After a short time of mutual comfort Lucas, speaking in a weak, whispery voice, called from the next room that he’d like to speak to each of them in turn. He obviously intended it as his final farewell and last bit of fatherly, brotherly, and unclely advice.
No one wanted to acknowledge that that’s what he was doing, but when he called for his sister to come in she went, shutting the door behind her at his request.
To Lewis it already felt like a funeral as they waited, his loved ones crying going in and crying coming out. His aunt, his mom, Mary, Trev, Linda, Jim, George, even Jane. It seemed like his dad meant for him to wait til last.
When Lewis was finally called in he came to sit on the bed beside his dad, resting a hand on his leg. Neither of them said anything, sitting like that for a while, and then his dad sucked in a slight breath. “Out with it,” he said, barely audible.
Lewis blinked. “What?”
“You’re carrying weight around you shouldn’t be. Out with it.”
He blinked again, but this time it was from sudden tears burning in his eyes. “I had the medicine to help you,” he whispered. “I gave it all away when we were fighting the blockheads, and now you have to go through this. It’s not fair. After everything you’ve done for us, for the town, you should be able to catch a break.”

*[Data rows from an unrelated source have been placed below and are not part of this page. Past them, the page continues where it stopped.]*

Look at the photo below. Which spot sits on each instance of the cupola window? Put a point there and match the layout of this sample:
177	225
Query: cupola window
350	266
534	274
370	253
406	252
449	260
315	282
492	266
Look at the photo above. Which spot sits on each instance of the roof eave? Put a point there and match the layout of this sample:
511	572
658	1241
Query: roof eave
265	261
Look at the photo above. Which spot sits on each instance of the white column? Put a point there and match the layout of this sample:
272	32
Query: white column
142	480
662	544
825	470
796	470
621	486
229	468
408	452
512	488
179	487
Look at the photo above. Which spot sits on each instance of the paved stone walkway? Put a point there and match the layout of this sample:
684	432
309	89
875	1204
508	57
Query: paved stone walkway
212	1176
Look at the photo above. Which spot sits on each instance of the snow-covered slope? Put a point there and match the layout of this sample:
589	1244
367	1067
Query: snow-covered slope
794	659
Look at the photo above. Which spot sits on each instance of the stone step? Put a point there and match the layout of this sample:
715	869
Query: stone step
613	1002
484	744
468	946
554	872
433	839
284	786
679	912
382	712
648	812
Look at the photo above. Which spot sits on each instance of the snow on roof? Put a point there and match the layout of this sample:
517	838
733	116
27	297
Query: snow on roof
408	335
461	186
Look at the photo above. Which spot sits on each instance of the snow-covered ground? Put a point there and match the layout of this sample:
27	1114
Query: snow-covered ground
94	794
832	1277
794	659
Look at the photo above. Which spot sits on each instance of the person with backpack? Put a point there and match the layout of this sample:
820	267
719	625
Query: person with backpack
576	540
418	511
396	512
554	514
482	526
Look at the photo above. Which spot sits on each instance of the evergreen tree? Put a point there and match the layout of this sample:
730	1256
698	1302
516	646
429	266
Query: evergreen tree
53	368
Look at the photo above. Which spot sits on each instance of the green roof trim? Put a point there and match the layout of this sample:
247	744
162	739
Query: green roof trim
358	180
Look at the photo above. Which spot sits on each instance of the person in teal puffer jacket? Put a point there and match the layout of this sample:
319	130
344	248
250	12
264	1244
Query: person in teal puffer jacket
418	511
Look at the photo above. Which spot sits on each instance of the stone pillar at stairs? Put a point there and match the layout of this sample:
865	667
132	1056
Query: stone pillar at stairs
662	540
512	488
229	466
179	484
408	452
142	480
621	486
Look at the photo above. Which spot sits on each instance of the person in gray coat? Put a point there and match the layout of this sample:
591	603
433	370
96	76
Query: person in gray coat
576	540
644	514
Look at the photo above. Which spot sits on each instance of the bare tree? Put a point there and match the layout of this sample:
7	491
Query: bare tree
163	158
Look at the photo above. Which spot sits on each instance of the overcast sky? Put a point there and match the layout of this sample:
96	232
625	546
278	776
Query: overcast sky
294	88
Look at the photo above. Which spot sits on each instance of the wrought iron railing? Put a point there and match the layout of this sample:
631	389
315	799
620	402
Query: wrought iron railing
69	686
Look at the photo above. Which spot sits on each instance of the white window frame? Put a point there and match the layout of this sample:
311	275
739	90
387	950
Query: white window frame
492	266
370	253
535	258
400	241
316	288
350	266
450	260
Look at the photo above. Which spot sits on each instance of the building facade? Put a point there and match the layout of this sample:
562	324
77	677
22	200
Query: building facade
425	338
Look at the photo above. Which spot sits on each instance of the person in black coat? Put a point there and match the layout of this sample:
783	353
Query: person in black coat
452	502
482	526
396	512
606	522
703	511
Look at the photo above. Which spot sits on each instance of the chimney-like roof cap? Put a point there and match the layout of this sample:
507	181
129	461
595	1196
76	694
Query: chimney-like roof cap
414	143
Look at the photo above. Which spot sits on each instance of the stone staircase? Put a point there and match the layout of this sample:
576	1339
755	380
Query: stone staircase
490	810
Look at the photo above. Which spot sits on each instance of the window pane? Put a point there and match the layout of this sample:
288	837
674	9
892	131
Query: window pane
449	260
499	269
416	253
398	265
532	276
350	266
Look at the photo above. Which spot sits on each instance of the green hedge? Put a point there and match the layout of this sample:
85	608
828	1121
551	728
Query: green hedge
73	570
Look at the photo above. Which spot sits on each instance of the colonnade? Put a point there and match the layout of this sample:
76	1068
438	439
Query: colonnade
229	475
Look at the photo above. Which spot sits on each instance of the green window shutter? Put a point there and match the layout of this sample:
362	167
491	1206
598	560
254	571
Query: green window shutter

“Mercy is a human trait,” his dad whispered, face pale from the effort of talking and not coughing. “Nature doesn’t have mercy. It doesn’t matter what’s fair, it matters what is.”
“Maybe I shouldn’t have mercy, either,” Lewis said bitterly. “I could’ve eased your suffering, made you better.”
His dad sucked in a shallow, tentative breath. “Don’t ever regret mercy. Nature might punish you for it rather than reward you, but that doesn’t change your choice. You live each day as best you can, learning from the past, preparing for the future. But don’t ever let regret of the past or fear of the future poison your actions.” A weak hand drifted over to grip his shoulder. “You saved lives with that medicine, you know you did.”